Outlines the generational differences that occur and suggests you should be aware of these – when younger embrace the knowledge that older generations have and trying to learn from this. When older don’t be smug about your knowledge and join the younger generations as more of a peer to enjoy the sense of enthusiasm and learn new things. Mentions a 1000BC Slate was discovered that had an engraving mentioning how youths today were really angry. Book suggests that it the way it is and it is just nature. The way things are and that you have to realise, if you can realise this and take a step back you’ll benefit. Younger people tend to be more concerned about what external people think of them. Older people become more concerned about themselves and not willing to learn new things. Being of these generational concerns is useful so you don’t fall into the same trap.

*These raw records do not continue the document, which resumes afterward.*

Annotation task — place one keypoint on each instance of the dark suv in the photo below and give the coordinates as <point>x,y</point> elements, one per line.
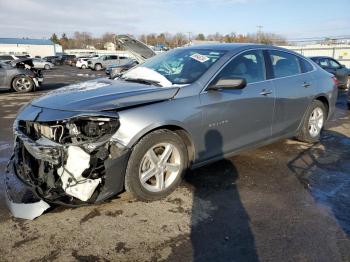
<point>334,67</point>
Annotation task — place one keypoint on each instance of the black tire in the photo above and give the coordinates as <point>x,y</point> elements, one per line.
<point>133,184</point>
<point>22,84</point>
<point>98,67</point>
<point>304,132</point>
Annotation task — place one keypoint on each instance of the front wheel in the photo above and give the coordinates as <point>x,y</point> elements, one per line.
<point>22,84</point>
<point>98,67</point>
<point>313,123</point>
<point>156,165</point>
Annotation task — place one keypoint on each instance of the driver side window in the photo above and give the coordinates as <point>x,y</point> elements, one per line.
<point>249,65</point>
<point>334,64</point>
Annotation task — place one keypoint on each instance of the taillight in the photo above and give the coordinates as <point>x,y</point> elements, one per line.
<point>335,81</point>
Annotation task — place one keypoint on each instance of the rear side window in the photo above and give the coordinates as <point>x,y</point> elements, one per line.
<point>6,57</point>
<point>284,64</point>
<point>305,65</point>
<point>249,65</point>
<point>334,64</point>
<point>323,62</point>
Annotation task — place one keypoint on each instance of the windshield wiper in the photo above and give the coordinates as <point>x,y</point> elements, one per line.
<point>143,81</point>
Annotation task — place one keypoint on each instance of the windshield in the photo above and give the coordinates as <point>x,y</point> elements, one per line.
<point>183,66</point>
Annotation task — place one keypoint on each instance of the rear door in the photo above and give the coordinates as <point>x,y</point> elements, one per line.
<point>234,119</point>
<point>2,77</point>
<point>294,85</point>
<point>340,72</point>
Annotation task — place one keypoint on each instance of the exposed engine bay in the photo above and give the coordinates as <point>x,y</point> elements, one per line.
<point>64,161</point>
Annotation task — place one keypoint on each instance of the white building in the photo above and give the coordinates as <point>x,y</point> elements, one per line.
<point>33,47</point>
<point>109,46</point>
<point>341,52</point>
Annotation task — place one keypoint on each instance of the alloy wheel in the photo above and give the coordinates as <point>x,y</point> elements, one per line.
<point>23,84</point>
<point>160,167</point>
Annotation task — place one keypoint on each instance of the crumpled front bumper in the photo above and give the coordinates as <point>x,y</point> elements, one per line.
<point>20,199</point>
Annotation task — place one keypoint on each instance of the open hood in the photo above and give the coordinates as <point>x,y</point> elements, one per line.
<point>23,62</point>
<point>137,48</point>
<point>103,94</point>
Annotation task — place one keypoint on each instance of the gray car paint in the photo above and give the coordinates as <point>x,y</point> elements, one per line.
<point>243,118</point>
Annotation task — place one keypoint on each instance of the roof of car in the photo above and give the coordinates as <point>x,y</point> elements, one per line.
<point>319,57</point>
<point>25,41</point>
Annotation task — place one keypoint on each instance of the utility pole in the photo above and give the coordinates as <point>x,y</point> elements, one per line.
<point>189,37</point>
<point>260,27</point>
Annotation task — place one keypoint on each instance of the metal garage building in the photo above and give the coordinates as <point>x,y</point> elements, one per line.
<point>33,47</point>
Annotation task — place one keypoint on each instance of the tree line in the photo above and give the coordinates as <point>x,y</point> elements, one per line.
<point>82,40</point>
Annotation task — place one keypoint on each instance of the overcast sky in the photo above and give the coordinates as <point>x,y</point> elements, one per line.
<point>293,19</point>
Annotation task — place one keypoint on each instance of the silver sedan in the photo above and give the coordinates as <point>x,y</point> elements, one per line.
<point>42,64</point>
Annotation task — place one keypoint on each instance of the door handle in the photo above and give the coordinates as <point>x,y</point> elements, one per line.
<point>265,92</point>
<point>306,85</point>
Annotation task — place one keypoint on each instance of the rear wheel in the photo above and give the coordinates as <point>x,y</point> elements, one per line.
<point>313,123</point>
<point>156,165</point>
<point>22,84</point>
<point>98,67</point>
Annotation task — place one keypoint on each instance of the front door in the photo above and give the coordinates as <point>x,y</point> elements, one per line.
<point>234,119</point>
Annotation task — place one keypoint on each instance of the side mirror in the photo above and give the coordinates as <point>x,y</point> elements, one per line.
<point>229,83</point>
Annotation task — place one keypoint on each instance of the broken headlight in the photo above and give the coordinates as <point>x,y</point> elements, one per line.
<point>99,127</point>
<point>78,130</point>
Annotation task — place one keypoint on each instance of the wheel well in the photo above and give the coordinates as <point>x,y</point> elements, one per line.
<point>13,78</point>
<point>183,134</point>
<point>324,101</point>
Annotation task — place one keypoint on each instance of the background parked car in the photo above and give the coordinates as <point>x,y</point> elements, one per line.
<point>42,64</point>
<point>52,59</point>
<point>6,58</point>
<point>103,62</point>
<point>334,67</point>
<point>82,62</point>
<point>20,75</point>
<point>68,60</point>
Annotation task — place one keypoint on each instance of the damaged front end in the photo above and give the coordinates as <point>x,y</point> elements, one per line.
<point>71,161</point>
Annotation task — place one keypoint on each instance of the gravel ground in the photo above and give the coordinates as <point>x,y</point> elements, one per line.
<point>288,201</point>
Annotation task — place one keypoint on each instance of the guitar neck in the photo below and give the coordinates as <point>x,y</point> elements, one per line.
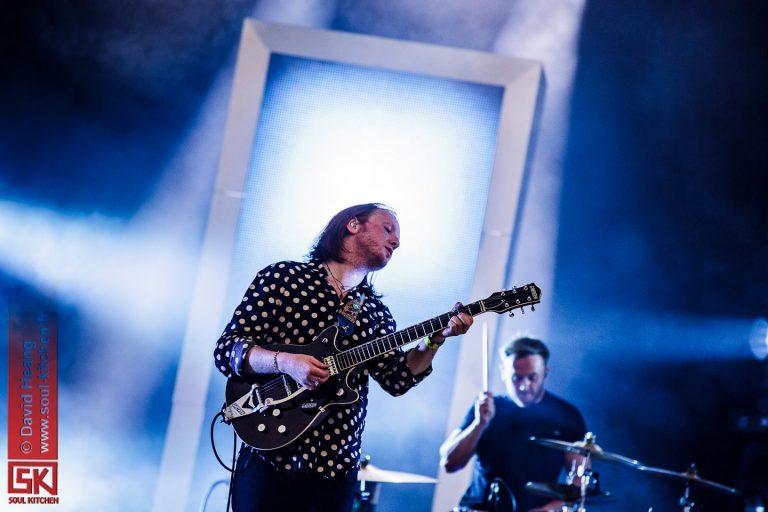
<point>367,351</point>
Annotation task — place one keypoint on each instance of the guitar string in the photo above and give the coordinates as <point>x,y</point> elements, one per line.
<point>380,345</point>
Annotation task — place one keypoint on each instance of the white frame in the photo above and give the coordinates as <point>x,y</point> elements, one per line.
<point>521,80</point>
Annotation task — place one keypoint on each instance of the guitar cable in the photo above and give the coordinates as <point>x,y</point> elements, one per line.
<point>231,470</point>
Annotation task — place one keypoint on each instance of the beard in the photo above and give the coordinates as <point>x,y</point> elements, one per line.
<point>372,253</point>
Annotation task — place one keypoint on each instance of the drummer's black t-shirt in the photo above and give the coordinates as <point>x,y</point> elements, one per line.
<point>506,452</point>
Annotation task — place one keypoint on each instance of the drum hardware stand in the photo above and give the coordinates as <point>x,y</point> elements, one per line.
<point>585,475</point>
<point>686,503</point>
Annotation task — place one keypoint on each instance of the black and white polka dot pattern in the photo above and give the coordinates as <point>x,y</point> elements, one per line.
<point>292,302</point>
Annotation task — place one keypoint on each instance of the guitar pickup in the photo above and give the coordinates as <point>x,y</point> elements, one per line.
<point>331,362</point>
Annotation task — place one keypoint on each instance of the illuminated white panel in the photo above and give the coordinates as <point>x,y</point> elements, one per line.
<point>331,135</point>
<point>321,120</point>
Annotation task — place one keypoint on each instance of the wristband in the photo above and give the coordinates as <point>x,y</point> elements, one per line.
<point>431,345</point>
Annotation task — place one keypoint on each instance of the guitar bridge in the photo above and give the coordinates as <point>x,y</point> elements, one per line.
<point>331,362</point>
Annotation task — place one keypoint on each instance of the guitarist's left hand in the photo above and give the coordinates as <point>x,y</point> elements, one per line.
<point>420,358</point>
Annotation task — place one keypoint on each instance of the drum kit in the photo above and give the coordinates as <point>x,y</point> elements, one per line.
<point>583,484</point>
<point>369,478</point>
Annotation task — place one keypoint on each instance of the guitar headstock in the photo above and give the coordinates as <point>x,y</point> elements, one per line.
<point>516,298</point>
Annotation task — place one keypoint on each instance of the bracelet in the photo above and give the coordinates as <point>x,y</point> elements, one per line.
<point>431,345</point>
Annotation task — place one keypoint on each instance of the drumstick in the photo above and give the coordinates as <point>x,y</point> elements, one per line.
<point>485,357</point>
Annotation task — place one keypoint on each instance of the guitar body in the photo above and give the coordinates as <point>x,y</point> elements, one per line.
<point>280,424</point>
<point>269,411</point>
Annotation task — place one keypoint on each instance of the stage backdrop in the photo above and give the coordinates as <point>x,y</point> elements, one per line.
<point>319,121</point>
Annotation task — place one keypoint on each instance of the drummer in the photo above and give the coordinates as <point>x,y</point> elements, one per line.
<point>497,429</point>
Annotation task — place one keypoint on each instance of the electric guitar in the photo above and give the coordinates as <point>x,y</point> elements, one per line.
<point>269,411</point>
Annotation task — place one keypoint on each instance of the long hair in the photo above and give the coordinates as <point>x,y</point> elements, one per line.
<point>329,243</point>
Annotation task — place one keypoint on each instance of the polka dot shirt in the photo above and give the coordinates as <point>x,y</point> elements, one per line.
<point>292,302</point>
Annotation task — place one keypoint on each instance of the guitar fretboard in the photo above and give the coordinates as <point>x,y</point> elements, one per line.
<point>367,351</point>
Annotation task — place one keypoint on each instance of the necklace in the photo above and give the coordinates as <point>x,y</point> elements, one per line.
<point>341,285</point>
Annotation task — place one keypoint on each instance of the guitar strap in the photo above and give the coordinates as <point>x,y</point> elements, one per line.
<point>348,314</point>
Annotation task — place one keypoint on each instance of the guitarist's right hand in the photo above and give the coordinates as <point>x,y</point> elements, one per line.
<point>305,369</point>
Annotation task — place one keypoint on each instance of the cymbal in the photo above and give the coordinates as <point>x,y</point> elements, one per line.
<point>370,473</point>
<point>568,493</point>
<point>587,448</point>
<point>690,475</point>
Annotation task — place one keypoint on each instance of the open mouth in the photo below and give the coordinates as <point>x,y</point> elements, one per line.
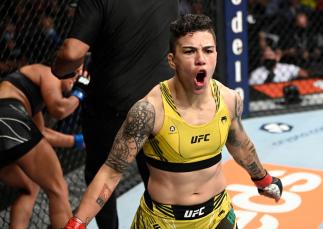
<point>200,76</point>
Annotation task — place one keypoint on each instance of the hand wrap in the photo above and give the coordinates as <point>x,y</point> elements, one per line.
<point>75,223</point>
<point>78,93</point>
<point>269,186</point>
<point>79,141</point>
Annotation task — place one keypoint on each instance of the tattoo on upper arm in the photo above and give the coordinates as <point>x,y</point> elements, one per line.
<point>104,195</point>
<point>132,135</point>
<point>232,138</point>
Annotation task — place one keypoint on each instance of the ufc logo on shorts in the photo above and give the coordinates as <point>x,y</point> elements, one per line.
<point>194,213</point>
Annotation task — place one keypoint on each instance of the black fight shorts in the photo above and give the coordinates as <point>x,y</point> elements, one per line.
<point>18,133</point>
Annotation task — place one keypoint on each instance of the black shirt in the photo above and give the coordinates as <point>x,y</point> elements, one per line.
<point>31,90</point>
<point>129,45</point>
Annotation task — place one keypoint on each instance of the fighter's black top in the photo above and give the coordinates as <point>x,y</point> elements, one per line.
<point>31,90</point>
<point>129,45</point>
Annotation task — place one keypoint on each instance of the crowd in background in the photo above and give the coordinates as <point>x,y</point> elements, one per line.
<point>292,29</point>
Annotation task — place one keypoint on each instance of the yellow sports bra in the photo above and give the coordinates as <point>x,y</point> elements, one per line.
<point>181,147</point>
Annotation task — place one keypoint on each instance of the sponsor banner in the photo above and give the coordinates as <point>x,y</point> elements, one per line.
<point>301,205</point>
<point>275,90</point>
<point>236,37</point>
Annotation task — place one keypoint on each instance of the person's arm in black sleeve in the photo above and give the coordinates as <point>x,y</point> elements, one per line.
<point>86,27</point>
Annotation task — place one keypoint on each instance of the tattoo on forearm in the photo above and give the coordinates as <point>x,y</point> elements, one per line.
<point>134,132</point>
<point>104,195</point>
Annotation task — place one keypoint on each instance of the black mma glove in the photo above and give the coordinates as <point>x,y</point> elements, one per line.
<point>79,141</point>
<point>269,186</point>
<point>78,93</point>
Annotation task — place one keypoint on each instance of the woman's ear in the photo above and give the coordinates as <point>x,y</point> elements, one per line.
<point>170,58</point>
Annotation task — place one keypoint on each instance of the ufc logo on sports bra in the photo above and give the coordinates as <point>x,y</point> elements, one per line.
<point>199,138</point>
<point>194,213</point>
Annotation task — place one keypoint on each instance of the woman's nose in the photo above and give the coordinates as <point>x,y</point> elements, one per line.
<point>200,58</point>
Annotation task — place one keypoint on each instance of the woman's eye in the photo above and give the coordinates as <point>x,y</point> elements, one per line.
<point>188,51</point>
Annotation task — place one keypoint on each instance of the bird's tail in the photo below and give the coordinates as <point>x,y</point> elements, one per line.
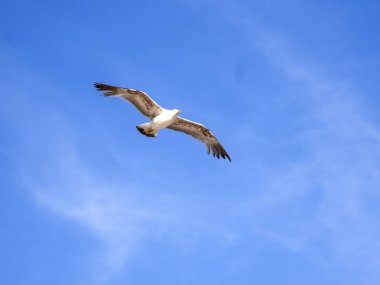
<point>147,130</point>
<point>111,90</point>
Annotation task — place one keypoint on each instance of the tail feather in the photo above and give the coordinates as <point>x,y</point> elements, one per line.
<point>112,90</point>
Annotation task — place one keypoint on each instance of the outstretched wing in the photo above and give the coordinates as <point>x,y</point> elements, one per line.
<point>201,133</point>
<point>139,99</point>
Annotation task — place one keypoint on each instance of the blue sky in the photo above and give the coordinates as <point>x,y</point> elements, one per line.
<point>289,87</point>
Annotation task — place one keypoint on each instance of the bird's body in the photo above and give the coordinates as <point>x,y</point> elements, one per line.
<point>165,118</point>
<point>161,118</point>
<point>161,121</point>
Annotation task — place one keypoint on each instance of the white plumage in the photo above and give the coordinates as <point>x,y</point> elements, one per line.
<point>161,118</point>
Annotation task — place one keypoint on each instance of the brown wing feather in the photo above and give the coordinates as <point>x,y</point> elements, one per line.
<point>139,99</point>
<point>201,133</point>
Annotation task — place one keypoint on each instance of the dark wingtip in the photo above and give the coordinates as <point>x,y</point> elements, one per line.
<point>218,151</point>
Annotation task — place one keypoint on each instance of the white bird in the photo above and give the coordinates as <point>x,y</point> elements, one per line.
<point>161,118</point>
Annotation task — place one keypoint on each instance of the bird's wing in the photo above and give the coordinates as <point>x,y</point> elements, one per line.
<point>201,133</point>
<point>139,99</point>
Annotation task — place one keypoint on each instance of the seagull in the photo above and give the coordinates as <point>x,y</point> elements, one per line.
<point>161,118</point>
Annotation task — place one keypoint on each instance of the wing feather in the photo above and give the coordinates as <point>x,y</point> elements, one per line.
<point>139,99</point>
<point>201,133</point>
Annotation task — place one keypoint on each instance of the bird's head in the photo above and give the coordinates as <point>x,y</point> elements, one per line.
<point>177,111</point>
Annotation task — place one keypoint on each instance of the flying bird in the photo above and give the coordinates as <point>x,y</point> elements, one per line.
<point>161,118</point>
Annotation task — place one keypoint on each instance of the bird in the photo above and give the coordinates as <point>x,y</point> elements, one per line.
<point>161,118</point>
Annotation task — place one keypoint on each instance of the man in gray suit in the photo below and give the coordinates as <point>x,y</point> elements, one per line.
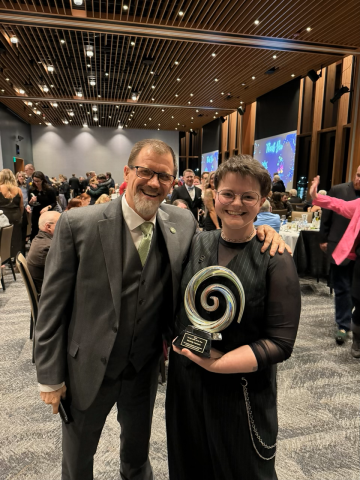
<point>109,296</point>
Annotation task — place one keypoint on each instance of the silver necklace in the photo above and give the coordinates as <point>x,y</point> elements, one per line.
<point>237,241</point>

Finally confront death and realise this will occur to us all. Mentions story of famous author Flannery O’Connor who had SLE and was aware that she was going to die and inspired others to act with urgency and sense of purpose. Suggests if you acknowledge death and live each day to the fullest knowing that one day the unknown journey (death) will come to us all. Stops you wasting your time with not important things. If you remind yourself about death it means that you’re able to focus on things around you, observing things in more details such as rays of light bouncing off things rather than being caught up in internal struggles and acting in a self absorbed manner. Being aware of death means that you become better at completing tasks faster. Note being aware of death is not an excuse to live the day each day as if you have no future, that is just another form of distraction pleasure seeking perform which will not be beneficial.